Auch unser Garten liefert noch halb reife Sämereien: die des Garten-Rittersporns, vom Topinambur, vom Gänseblümchen und besonders ertragreich von der Studentenblume. Die Blütenköpfe des Gänseblümchens sind zudem bei meinen weiter oben bereits genannten Sittichen als Leckerbissen beliebt. Alle meine Vögel bekommen auch von dem der Vogelmiere sehr ähnelnden Hornkraut und gelegentlich eine kleine Menge der Zitronenmelisse.

An Gemüsesorten aus dem Garten ist Blattmangold (Beta vulgaris) gut geeignet. Im Winter kann man hin und wieder auch etwas Grün- oder Rosenkohl (Brassica oleracea) füttern. An käuflichem Grünfutter erhalten alle meine Vögel Chicorée – eine Zuchtform der Gemeinen Wegwarte und somit ein Korbblütengewächs. Um die Knospen ein paar Tage lagern zu können, aber vor allen Dingen, damit sich Blattgrün bildet, stelle ich sie mit dem unteren Teil in seichtes Wasser. Salat bekommen meine Vögel nicht. Zum einen ziehen wir diesen nicht selbst im Garten – und gekaufter enthält mir zu viele Chemikalien –, und zum anderen haben Wildpflanzen einen höheren Nährwert als beispielsweise Kopfsalat.

So wertvoll Grünfutter für unsere Vögel auch ist, man darf es mit der angebotenen Menge nicht übertreiben. Bei einer zu grossen Menge bekommen nämlich viele Vögel schon bald Darmprobleme. Auch spielt es eine Rolle, ob ein Vogel regelmässig Grünes erhält, er also daran gewöhnt ist, oder nicht. Für einen Wellensittich oder Kanarienvogel würde ich zum Beispiel ein Löwenzahnblatt oder einige wenige Ähren einer Gräserart täglich oder gar nur jeden zweiten Tag als vollkommen ausreichend erachten. Futterpflanzen, die man in freier Natur sammelt, dürfen natürlich nicht mit Pestiziden belastet sein, und auch direkt an viel befahrenen Strassen sollte man kein Grünfutter pflücken. Bei der Frage, ob die Pflanzen bei der Fütterung nass sein dürfen, scheiden sich die Geister. Manche Experten meinen, wenn die Vögel feuchtes Grünfutter gewohnt sind, schadet es nicht. Persönlich gehe ich da jedoch kein Risiko ein. Bei mir gibt es ausschliesslich trockenes Grünzeug.
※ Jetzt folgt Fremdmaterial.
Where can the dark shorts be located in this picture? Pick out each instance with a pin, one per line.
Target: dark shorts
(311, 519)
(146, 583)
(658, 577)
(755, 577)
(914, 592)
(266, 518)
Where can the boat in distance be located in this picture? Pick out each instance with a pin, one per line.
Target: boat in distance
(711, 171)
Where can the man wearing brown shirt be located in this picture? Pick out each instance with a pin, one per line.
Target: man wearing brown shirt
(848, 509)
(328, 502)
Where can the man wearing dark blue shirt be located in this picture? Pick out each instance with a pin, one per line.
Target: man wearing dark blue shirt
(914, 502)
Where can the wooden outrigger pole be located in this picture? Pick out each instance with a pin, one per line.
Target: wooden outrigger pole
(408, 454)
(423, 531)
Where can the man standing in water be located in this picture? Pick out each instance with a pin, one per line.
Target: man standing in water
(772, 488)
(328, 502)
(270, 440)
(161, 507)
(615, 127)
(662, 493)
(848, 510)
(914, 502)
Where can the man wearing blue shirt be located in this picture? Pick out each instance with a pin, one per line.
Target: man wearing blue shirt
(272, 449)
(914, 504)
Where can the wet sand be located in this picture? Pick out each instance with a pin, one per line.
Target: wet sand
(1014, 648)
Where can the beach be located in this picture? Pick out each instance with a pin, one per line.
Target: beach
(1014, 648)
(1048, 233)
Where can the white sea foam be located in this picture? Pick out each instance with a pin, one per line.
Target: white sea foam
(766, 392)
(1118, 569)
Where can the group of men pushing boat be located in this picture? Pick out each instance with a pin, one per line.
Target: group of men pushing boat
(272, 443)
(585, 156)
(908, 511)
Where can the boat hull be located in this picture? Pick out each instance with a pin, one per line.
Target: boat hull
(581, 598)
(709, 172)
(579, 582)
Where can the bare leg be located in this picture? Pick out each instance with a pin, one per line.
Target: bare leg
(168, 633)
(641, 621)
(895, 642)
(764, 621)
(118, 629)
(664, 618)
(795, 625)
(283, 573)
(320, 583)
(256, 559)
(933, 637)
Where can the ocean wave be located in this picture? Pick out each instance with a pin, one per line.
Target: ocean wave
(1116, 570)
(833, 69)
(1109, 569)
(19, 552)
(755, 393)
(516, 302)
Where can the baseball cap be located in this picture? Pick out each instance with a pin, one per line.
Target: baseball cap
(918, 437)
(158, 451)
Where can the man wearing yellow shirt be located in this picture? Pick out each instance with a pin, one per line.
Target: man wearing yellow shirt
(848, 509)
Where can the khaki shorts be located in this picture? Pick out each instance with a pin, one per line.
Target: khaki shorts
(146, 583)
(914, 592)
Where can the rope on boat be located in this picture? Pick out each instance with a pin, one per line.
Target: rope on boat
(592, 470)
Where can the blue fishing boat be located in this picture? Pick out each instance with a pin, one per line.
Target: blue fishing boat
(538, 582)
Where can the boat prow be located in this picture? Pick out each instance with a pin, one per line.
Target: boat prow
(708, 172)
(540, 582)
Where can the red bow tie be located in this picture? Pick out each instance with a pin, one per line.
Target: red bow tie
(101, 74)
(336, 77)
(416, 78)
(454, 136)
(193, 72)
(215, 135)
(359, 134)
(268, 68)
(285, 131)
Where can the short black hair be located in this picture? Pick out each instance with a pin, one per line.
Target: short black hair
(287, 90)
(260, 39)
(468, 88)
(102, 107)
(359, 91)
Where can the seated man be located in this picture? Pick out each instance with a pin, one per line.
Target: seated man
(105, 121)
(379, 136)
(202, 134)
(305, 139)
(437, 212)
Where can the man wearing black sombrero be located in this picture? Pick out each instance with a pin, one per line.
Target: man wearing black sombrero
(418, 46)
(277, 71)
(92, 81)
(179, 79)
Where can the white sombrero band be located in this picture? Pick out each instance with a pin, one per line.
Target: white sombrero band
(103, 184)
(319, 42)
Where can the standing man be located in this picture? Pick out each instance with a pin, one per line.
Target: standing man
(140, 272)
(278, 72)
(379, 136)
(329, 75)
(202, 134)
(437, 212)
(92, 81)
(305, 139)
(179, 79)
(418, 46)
Natürlich gibt es noch viele weitere als die hier aufgezählten Futterpflanzen, die man seinen Vögeln anbieten kann. Es soll ja auch nur eine Auflistung der Arten sein, die meine eigenen Gefiederten erhalten. Um die Recherchen über Aussehen, Vorkommen und Blütezeit in den Pflanzenbestimmungsbüchern oder im Internet zu erleichtern, ist bei vielen Sorten auch die wissenschaftliche Bezeichnung angegeben.